Realizing where the anger was coming from seemed to make it that much stronger. Sorrow was rapidly being overwhelmed in her mind as the anger fed a furious resolve. Her sister's killers were out the door and down the steps. And she had powers to reach them.

She drew herself up off the floor, and focused. Let all her feelings pour out and into herself, feeding into her magic. Her hands began to glow like green candles, and the cuffs around her wrists seemed to almost frantically attempt to suck in all the magic she was generating. She shut her eyes and focused harder, felt harder, let all the things she'd planned to do and see with Elsa run through her head, to make herself feel that much more at how they'd never happen. She opened her eyes and saw that virtually every part of her was glowing with power before the cuffs exploded in a burst of light.

Anna blinked away the spots in her eyes, then turned toward the door with a malicious smile on her face. She waved a hand and released a small green misty ball of magic that lightly landed before the door. In a burst of light, enormous vines smashed through the door, crushing the wood to splinters, and wrapped around the four Acolytes standing guard outside. Anna strode through, fixing them with a glare. She let the anger direct her power fully this time, and watched as thorns grew all over the vines, stabbing into their captives.

She waved her hand again, causing another set of vines to grow within the bricks of the stairway wall. She pulled her hand back, and the vines followed, tearing the wall away. She could see the Covenant forces slowly assembling a few dozen yards beyond the ruins of the monastery walls, the few able-bodied fighters setting up preparations to get back to fighting. Anna let power seep into her hands, building until it looked like she was holding lanterns in her palms. She threw the power through the gaping hole she'd created, and it split, arcing out into the forests and burying into the dirt surrounding the meager camp.

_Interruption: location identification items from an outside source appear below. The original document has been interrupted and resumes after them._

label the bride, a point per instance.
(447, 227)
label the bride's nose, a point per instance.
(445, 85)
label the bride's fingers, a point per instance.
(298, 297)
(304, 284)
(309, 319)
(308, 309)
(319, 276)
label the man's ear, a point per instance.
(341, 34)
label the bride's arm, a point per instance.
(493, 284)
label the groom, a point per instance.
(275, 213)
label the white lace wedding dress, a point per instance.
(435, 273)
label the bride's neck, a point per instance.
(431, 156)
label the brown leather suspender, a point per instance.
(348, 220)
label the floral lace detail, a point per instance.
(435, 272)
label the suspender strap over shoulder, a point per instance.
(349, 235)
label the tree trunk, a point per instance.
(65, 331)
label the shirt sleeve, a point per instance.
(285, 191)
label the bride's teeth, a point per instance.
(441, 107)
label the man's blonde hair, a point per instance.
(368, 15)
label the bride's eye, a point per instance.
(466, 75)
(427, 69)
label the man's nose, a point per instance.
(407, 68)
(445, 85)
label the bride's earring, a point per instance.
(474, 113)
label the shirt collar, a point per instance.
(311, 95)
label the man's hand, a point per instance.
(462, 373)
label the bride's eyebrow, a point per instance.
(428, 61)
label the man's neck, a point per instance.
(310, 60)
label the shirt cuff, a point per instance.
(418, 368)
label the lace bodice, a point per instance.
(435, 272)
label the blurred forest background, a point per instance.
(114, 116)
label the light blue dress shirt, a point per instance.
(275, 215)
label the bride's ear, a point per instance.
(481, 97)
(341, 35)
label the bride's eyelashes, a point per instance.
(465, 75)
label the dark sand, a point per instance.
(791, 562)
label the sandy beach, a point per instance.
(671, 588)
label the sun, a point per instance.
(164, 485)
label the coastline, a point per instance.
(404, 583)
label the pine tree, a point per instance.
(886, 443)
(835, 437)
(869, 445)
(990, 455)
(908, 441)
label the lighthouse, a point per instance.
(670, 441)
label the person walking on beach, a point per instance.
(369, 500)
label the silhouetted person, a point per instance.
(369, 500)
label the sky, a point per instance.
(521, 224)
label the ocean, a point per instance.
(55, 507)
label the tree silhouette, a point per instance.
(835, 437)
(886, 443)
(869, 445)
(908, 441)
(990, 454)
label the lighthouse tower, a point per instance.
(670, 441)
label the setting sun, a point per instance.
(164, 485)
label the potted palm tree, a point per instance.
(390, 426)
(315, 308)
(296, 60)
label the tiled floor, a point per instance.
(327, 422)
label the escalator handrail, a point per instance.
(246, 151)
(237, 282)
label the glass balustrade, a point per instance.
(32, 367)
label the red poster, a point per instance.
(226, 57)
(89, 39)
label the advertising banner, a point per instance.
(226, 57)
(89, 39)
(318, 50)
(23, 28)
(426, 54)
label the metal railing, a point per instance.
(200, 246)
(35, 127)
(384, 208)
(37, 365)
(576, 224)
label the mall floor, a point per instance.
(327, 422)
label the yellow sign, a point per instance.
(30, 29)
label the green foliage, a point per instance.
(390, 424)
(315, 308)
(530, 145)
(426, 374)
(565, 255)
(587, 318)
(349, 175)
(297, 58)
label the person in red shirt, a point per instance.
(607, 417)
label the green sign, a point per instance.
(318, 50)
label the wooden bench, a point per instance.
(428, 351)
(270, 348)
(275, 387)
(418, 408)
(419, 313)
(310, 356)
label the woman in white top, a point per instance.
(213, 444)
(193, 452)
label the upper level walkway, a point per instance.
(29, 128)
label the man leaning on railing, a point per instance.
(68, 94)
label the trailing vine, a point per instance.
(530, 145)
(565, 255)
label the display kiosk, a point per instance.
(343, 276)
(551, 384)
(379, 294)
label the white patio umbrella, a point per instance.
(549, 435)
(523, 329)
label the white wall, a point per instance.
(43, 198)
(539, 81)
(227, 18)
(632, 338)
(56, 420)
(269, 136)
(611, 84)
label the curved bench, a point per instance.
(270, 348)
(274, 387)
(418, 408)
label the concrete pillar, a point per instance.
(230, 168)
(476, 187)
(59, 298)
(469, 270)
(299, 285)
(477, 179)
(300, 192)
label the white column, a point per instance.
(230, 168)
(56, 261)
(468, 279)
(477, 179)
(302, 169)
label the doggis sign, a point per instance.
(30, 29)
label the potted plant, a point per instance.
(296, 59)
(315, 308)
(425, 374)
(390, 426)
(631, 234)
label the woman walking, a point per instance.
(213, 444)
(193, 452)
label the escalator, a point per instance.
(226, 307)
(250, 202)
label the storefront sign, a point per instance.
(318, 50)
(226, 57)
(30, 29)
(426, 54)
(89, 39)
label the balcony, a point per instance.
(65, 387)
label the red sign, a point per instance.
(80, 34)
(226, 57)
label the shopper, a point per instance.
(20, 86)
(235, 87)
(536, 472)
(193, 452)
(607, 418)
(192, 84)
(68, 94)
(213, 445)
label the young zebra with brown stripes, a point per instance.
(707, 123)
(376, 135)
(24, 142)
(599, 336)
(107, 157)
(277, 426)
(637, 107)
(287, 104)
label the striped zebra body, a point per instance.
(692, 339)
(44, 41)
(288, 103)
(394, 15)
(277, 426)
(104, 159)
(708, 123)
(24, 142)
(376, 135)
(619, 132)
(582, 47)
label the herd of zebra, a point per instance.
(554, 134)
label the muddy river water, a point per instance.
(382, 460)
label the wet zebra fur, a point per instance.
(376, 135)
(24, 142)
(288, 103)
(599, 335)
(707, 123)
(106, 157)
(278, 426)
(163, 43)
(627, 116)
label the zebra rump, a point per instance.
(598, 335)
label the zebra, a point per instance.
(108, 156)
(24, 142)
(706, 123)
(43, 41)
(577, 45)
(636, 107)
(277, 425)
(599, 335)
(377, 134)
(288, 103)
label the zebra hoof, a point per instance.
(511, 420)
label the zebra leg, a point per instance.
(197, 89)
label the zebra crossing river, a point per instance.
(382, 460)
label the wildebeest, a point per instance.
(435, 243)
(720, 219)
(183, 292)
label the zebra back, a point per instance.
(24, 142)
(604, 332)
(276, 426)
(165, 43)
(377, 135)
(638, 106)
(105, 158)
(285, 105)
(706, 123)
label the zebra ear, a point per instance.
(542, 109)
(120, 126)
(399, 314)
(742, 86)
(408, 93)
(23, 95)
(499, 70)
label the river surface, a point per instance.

She was vaguely sure she heard Leopold hissing angrily at something, but she didn't look back to see him gnawing at the vines holding the gasping, screaming Acolytes. She was focused on the trees coming to life, on the soldiers of roots and bark and earth rising from the ground, and how they charged into the midst of the camp, smashing soldiers flat and pouring burning sap and firing burning bolts of wood into them.

She felt a savage smile grow on her face, and started down the stairs.

Told you shit was going to get real.

Also, for those of you wondering how Anna can hear through her magical constructs, I refer you to when I set that facet up in Chapter 15, when she can (unwillingly) just barely hear and see what the tree-beasts and root-men are doing to the Lion Knights.

I play the long-term plot game! *nefarious cackle*

In all seriousness, there are more than a few stories in the depths of this site where Anna gets powers (almost always, from what I've read, fire powers, because of course they're fire powers) and at some point goes totally kill-crazy-psychotic apropos of nothing other than at some point getting her to have a magic fight with Elsa. (Though, if any of you are interested in reading about an angry, fire-powered Anna who has truly well-written, tangible, relatable, believable motivation to want to go on a rampage and attack her sister, let me recommend Blitz by Banana Kisses.)

What I wanted to do here was create, what seemed to me anyway, one of the few plausible situations which could cause Anna to go an angry magic rampage. Anna was, in the movie, willing to die to save her sister; I figure it's not that far fetched she'd go rather medieval (relative, given the time period) if someone actually killed Elsa and was within her reach. I'd actually had this planned way back - like, before I'd even come up with a name for Rathalos and Rathalos was still just a plain boring old non-drakelord dragon - way back. This needed to be something that made actual sense for Anna to do given the various circumstances, and I truly hope I pulled it off as well I meant to.